Standardizing `metadata` output #58

newsroomdev · 2024-08-02T19:46:50Z

newsroomdev
Aug 2, 2024
Maintainer

EDITED 08/13: case_num >> case_id for consistency

Hello!

As part of our ongoing efforts to maintain consistency and reliability with our data, we need to standardize the metadata dictionary that scrape_meta generates. Adopting a set specification with tests allows downstream consumers (i.e. scraper orchestration servers and data analysts) to store and retrieve assets from disparate websites.

This is an archival project in many ways. The following proposal aims to codify existing patterns while adapting to various websites contributors encounter.

Background

Goal: Streamline contributing and add more informative pull request checks. By adopting specific metadata key-value pairs, separate codebases can read the information and handle scraper orchestration and downloading.

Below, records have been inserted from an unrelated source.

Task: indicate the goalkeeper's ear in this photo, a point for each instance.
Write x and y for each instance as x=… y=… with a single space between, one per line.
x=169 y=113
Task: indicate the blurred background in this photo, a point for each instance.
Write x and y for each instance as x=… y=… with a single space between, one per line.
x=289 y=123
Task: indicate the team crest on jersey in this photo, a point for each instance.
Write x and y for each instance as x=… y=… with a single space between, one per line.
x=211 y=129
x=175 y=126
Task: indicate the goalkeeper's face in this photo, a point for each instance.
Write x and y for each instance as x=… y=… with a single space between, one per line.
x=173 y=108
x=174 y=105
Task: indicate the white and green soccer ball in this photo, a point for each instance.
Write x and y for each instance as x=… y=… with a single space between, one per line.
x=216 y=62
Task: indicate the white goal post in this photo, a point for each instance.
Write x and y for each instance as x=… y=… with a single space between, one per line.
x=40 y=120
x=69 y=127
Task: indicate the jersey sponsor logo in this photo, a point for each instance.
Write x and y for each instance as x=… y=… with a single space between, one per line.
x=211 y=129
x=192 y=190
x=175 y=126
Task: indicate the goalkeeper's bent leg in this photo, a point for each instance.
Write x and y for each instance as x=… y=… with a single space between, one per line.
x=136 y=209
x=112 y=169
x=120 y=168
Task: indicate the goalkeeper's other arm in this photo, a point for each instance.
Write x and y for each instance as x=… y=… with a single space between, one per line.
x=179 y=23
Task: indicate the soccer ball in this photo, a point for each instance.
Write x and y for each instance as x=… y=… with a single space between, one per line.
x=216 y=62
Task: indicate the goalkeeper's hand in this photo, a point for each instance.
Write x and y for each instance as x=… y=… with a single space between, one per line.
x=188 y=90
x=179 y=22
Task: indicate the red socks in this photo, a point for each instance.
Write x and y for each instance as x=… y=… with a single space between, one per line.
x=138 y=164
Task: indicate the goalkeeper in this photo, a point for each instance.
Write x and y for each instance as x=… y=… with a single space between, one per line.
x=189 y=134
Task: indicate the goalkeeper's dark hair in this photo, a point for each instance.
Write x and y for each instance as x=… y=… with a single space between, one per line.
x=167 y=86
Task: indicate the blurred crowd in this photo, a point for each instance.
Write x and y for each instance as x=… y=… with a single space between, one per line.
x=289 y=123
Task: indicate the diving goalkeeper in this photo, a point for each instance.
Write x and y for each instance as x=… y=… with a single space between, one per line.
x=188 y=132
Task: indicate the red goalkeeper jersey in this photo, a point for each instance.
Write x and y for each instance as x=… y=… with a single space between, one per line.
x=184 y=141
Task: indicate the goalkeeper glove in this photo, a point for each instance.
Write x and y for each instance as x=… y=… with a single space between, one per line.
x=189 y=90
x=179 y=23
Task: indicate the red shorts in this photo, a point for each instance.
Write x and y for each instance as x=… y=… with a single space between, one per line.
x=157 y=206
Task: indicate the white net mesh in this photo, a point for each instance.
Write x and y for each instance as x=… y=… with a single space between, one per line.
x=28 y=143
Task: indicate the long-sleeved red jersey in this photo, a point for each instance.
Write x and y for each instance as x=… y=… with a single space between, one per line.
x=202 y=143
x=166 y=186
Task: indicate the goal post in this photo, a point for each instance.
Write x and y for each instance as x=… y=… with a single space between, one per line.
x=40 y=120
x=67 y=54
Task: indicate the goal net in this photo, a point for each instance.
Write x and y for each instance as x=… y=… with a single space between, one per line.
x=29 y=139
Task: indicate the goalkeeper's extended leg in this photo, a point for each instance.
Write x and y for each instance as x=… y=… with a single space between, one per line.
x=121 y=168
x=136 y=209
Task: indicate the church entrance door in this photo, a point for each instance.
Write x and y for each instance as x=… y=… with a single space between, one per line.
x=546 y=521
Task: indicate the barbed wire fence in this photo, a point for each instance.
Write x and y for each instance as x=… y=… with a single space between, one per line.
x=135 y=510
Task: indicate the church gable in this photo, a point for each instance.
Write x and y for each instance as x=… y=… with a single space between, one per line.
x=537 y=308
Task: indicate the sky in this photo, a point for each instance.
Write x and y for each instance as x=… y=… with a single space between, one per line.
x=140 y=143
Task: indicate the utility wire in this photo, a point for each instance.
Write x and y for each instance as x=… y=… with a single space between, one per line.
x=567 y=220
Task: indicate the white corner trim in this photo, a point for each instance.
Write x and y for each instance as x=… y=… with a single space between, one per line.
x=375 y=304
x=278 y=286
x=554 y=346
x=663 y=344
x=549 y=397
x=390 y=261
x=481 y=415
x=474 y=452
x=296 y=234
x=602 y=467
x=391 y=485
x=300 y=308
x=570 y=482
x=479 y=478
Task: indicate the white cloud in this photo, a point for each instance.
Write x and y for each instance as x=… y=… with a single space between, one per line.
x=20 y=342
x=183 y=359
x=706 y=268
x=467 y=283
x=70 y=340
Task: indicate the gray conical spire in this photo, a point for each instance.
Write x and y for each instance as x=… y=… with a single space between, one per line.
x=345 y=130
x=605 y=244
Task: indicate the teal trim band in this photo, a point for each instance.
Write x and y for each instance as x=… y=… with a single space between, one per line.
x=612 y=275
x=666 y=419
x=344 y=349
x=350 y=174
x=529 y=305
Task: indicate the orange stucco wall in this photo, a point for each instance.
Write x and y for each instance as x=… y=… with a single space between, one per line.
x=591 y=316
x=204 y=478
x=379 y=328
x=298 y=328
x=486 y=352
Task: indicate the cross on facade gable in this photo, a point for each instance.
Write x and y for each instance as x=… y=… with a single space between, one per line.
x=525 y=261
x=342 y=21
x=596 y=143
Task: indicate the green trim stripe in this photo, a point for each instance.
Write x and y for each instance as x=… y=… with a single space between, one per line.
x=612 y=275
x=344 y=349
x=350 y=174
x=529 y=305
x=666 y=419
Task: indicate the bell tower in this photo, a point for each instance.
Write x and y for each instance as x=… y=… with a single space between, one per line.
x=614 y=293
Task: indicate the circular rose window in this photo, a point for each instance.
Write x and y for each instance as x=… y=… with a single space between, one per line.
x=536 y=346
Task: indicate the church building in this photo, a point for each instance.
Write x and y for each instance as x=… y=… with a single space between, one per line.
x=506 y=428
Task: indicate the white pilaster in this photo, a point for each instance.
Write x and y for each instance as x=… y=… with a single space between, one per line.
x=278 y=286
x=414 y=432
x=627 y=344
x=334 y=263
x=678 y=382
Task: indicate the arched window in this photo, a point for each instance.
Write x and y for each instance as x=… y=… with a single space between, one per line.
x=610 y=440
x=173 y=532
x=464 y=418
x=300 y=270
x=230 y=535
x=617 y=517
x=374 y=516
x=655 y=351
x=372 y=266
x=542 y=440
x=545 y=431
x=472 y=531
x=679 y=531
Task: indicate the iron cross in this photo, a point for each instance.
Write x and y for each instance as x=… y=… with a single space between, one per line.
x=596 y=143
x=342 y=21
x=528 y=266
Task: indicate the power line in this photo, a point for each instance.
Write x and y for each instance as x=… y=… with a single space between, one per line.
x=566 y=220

The first step is to streamline contribution by creating a Site class with a public scrape_meta method. Please see https://github.com/biglocalnews/clean-scraper/blob/dev/docs/decisions/00-deprecate-scrape.md for more information. This method produces a Python list of dictionaries. Each dictionary contains shared, required information and additional distinctive information.

Proposal

Here is an example of expected JSON output going forward.

Required:

asset_url to download the respective assets
case_id to properly store the asset

Additional information, like parent_page is saved via a persistent storage server for bookkeeping. Please use details for further information to record.

[
    {
        "asset_url": "https://example.com/asset.wav",
        "case_id": "abc123",
        "name": "example_asset.wav",
        "parent_page": "agency/case_id/page.html",
        "title": "Example Title",
        "details": {
            "file_size": 9999,
            "date_modified": "2024-01-01T19:20:00+1:00"
            ...
        }
    },
]

Field Descriptions:

required asset_url (str): The URL to the asset. This is the most important field, ensuring we know what to download.
required case_id (str): A unique identifier for the case.
name (str): The asset's file name.
parent_page (str): The asset's parent page file path.
title (str): A title for the asset.
details (dict): An object containing additional details. Examples:
- file_size: The size of the file in bytes. (Useful for seeing if the file changed between runs)
- date_modified: The date and time when the file was last modified.

Why?

Standardizing helps in several ways:

Consistency: Ensures that all metadata objects are uniform, making it easier to process them programmatically.
Reliability: Reduces the chances of errors and inconsistencies in the data. We strive to
Efficiency: Simplifies integrating new data sources and maintaining existing ones.

Validation

If this proposal is adopted, pull request checks can test additional Site modules for the scrape_meta method and whether it returns a list of dictionaries that include asset_url and case_id. Additional options can be passed to these tests to avoid long-running GitHub Actions tasks while testing scrape_meta

Currently, contributors can check types before opening pull requests via pre-commits and/or VSCode plugins

VSCode plugins

Here are a few that I use. If adopted, we can merge in workplace settings with these plugins

code --install-extension ms-python.python && \
code --install-extension ms-python.black-formatter && \
code --install-extension ms-python.isort && \
code --install-extension ms-python.mypy-type-checker && \
code --install-extension ms-python.vscode-pylance

Feedback/Comments

Review the proposed schema and provide feedback.
Update your contributions to adopt this standard.
Use the provided validation tools to check code.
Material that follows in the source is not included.